In the upcoming Open MPI 1.6.1 release, we will fix a bug related to registered memory imbalances, but not try to address the consequent performance issues that occur.  In the 1.7 series, we have a few ideas about how to ensure that MPI processes don’t (permanently) consume inordinately more registered memory than their peers.

It’s a tricky problem, because you periodically want individual MPI processes to be able to use “too much” registered memory (i.e., more than their “fair share” compared to their peers running on the same machine) to be able to absorb bursty MPI traffic.  But then that “burst” of registered memory must be returned in order to enforce long-term stability of registered memory consumption.

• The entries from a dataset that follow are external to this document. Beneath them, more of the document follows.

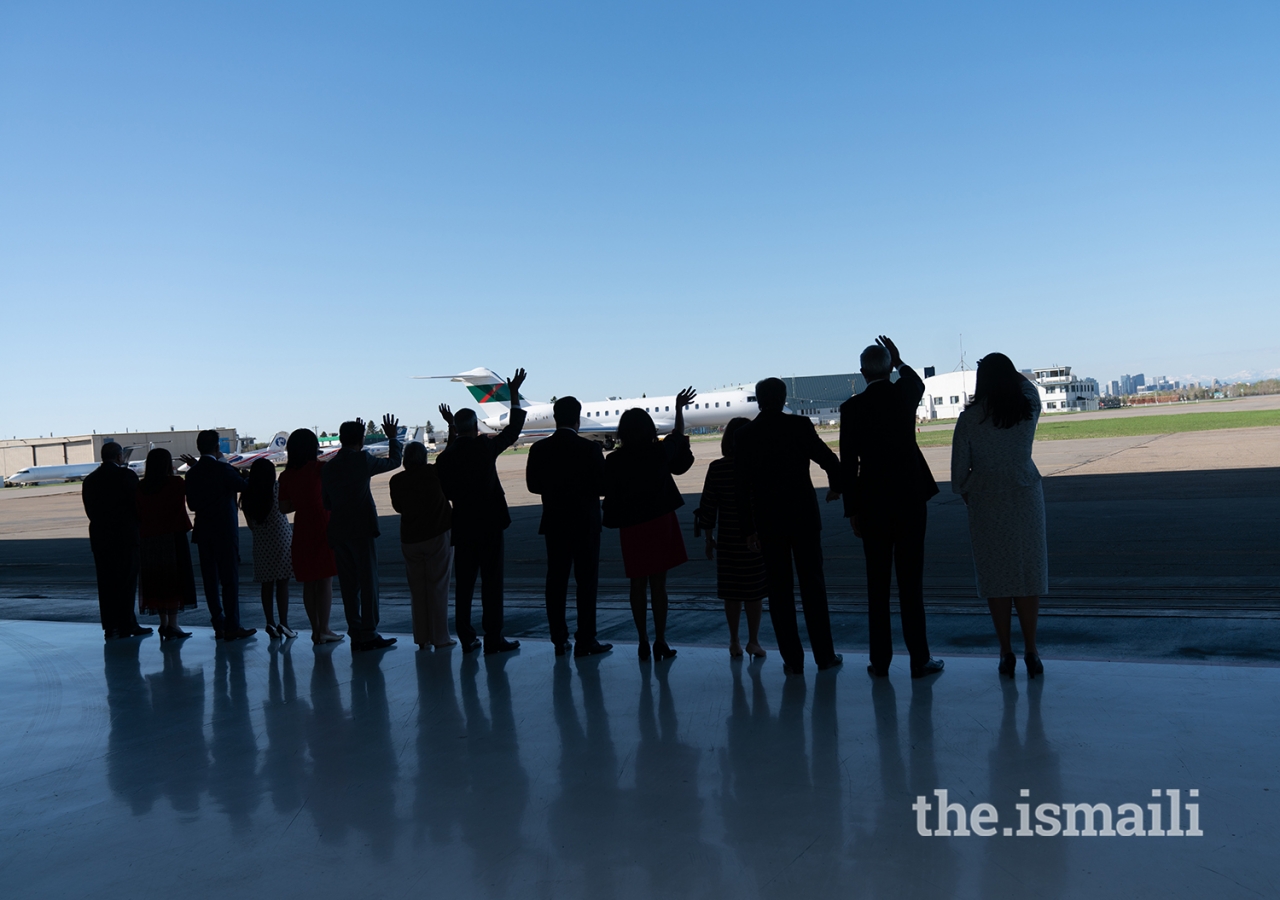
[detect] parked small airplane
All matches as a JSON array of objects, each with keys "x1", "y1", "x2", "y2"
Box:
[{"x1": 416, "y1": 369, "x2": 759, "y2": 446}]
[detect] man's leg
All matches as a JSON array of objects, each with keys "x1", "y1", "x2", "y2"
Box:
[
  {"x1": 196, "y1": 542, "x2": 227, "y2": 632},
  {"x1": 542, "y1": 534, "x2": 581, "y2": 647},
  {"x1": 760, "y1": 535, "x2": 804, "y2": 672},
  {"x1": 480, "y1": 531, "x2": 506, "y2": 647},
  {"x1": 794, "y1": 531, "x2": 836, "y2": 666},
  {"x1": 893, "y1": 503, "x2": 929, "y2": 667},
  {"x1": 453, "y1": 540, "x2": 480, "y2": 647},
  {"x1": 573, "y1": 531, "x2": 600, "y2": 644},
  {"x1": 860, "y1": 517, "x2": 893, "y2": 672}
]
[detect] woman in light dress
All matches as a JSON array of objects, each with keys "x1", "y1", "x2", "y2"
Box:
[{"x1": 951, "y1": 353, "x2": 1048, "y2": 679}]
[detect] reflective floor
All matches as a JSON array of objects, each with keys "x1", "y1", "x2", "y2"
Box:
[{"x1": 0, "y1": 622, "x2": 1280, "y2": 897}]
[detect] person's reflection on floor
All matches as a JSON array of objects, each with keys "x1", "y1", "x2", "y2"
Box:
[
  {"x1": 209, "y1": 640, "x2": 262, "y2": 831},
  {"x1": 461, "y1": 653, "x2": 530, "y2": 896},
  {"x1": 852, "y1": 679, "x2": 957, "y2": 897},
  {"x1": 102, "y1": 638, "x2": 160, "y2": 816},
  {"x1": 262, "y1": 641, "x2": 307, "y2": 813},
  {"x1": 413, "y1": 650, "x2": 475, "y2": 844},
  {"x1": 547, "y1": 655, "x2": 625, "y2": 896},
  {"x1": 307, "y1": 644, "x2": 356, "y2": 845},
  {"x1": 982, "y1": 679, "x2": 1068, "y2": 900},
  {"x1": 343, "y1": 653, "x2": 399, "y2": 860},
  {"x1": 147, "y1": 640, "x2": 209, "y2": 813},
  {"x1": 630, "y1": 663, "x2": 721, "y2": 897}
]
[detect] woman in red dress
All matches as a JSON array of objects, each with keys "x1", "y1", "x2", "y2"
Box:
[
  {"x1": 279, "y1": 428, "x2": 342, "y2": 644},
  {"x1": 604, "y1": 388, "x2": 698, "y2": 659},
  {"x1": 136, "y1": 447, "x2": 196, "y2": 640}
]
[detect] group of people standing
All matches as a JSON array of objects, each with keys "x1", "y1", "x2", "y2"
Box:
[{"x1": 83, "y1": 337, "x2": 1047, "y2": 677}]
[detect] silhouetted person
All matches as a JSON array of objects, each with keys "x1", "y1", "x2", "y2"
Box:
[
  {"x1": 320, "y1": 414, "x2": 401, "y2": 653},
  {"x1": 276, "y1": 428, "x2": 342, "y2": 644},
  {"x1": 81, "y1": 440, "x2": 151, "y2": 639},
  {"x1": 435, "y1": 369, "x2": 527, "y2": 653},
  {"x1": 183, "y1": 429, "x2": 257, "y2": 640},
  {"x1": 840, "y1": 335, "x2": 942, "y2": 679},
  {"x1": 733, "y1": 378, "x2": 844, "y2": 675},
  {"x1": 951, "y1": 353, "x2": 1048, "y2": 679},
  {"x1": 694, "y1": 416, "x2": 769, "y2": 659},
  {"x1": 525, "y1": 397, "x2": 613, "y2": 657},
  {"x1": 390, "y1": 440, "x2": 458, "y2": 650},
  {"x1": 241, "y1": 458, "x2": 298, "y2": 640},
  {"x1": 137, "y1": 447, "x2": 198, "y2": 640},
  {"x1": 604, "y1": 388, "x2": 698, "y2": 661}
]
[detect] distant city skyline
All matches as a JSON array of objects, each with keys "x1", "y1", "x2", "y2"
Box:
[{"x1": 0, "y1": 3, "x2": 1280, "y2": 437}]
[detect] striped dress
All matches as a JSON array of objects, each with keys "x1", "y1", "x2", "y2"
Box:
[{"x1": 694, "y1": 456, "x2": 768, "y2": 603}]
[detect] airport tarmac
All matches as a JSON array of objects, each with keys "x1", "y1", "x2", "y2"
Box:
[{"x1": 0, "y1": 622, "x2": 1280, "y2": 900}]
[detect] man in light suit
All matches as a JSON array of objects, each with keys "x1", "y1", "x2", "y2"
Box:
[
  {"x1": 733, "y1": 378, "x2": 844, "y2": 675},
  {"x1": 320, "y1": 414, "x2": 401, "y2": 653},
  {"x1": 525, "y1": 397, "x2": 613, "y2": 657},
  {"x1": 840, "y1": 335, "x2": 942, "y2": 679},
  {"x1": 183, "y1": 429, "x2": 257, "y2": 640}
]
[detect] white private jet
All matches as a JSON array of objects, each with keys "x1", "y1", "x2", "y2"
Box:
[{"x1": 416, "y1": 369, "x2": 759, "y2": 447}]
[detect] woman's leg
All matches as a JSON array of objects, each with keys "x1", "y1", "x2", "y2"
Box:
[
  {"x1": 987, "y1": 597, "x2": 1014, "y2": 657},
  {"x1": 1005, "y1": 597, "x2": 1039, "y2": 657},
  {"x1": 724, "y1": 600, "x2": 742, "y2": 657},
  {"x1": 631, "y1": 577, "x2": 649, "y2": 644},
  {"x1": 746, "y1": 600, "x2": 764, "y2": 657}
]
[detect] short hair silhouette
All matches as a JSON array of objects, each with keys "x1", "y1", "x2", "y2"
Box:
[
  {"x1": 284, "y1": 428, "x2": 320, "y2": 469},
  {"x1": 552, "y1": 397, "x2": 582, "y2": 428},
  {"x1": 401, "y1": 440, "x2": 426, "y2": 469},
  {"x1": 338, "y1": 422, "x2": 365, "y2": 448},
  {"x1": 196, "y1": 428, "x2": 221, "y2": 453},
  {"x1": 453, "y1": 406, "x2": 480, "y2": 431},
  {"x1": 965, "y1": 353, "x2": 1034, "y2": 428},
  {"x1": 618, "y1": 406, "x2": 658, "y2": 447},
  {"x1": 858, "y1": 344, "x2": 893, "y2": 378},
  {"x1": 721, "y1": 417, "x2": 759, "y2": 456},
  {"x1": 755, "y1": 378, "x2": 787, "y2": 412}
]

In an effort to keep conversations fresh, Cisco Blogs closes comments after 60 days. Please visit the Cisco Blogs hub page for the latest content.


  1. MSMPI has some tunable parameters to control how large the memory registration cache can grow. It’s not perfect, though, and can still leave large amounts of memory registered because we currently only flush the cache when we register new buffers, rather than also flushing at the end of an RDMA transfer. Our default registration cache size limit is half of the per-core physical memory per process.

    Windows provides an API, CreateMemoryResourceNotification, which returns a handle that is signalled when the requested condition is met. The notification object can be queried (non-blocking), or can be passed to any of the OS wait routines for a blocking notification, and can be used to detect low physical memory conditions.

    Another routine that can be handy is the GlobalMemoryStatusEx function, as it returns total and avaialble physical memory, as well as a ‘memory load’ that indicates how much of physical memory is in use as a percentage.

    • Open MPI has a less-fine-grained approach for registered memory: you can cap the amount of registered memory in a given process (to a fixed number of bytes). It defaults to unlimited, however, which is one reason you can get into these registered memory imbalances.

      We definitely need some work in this area; we’ll be looking at that during the v1.7 series.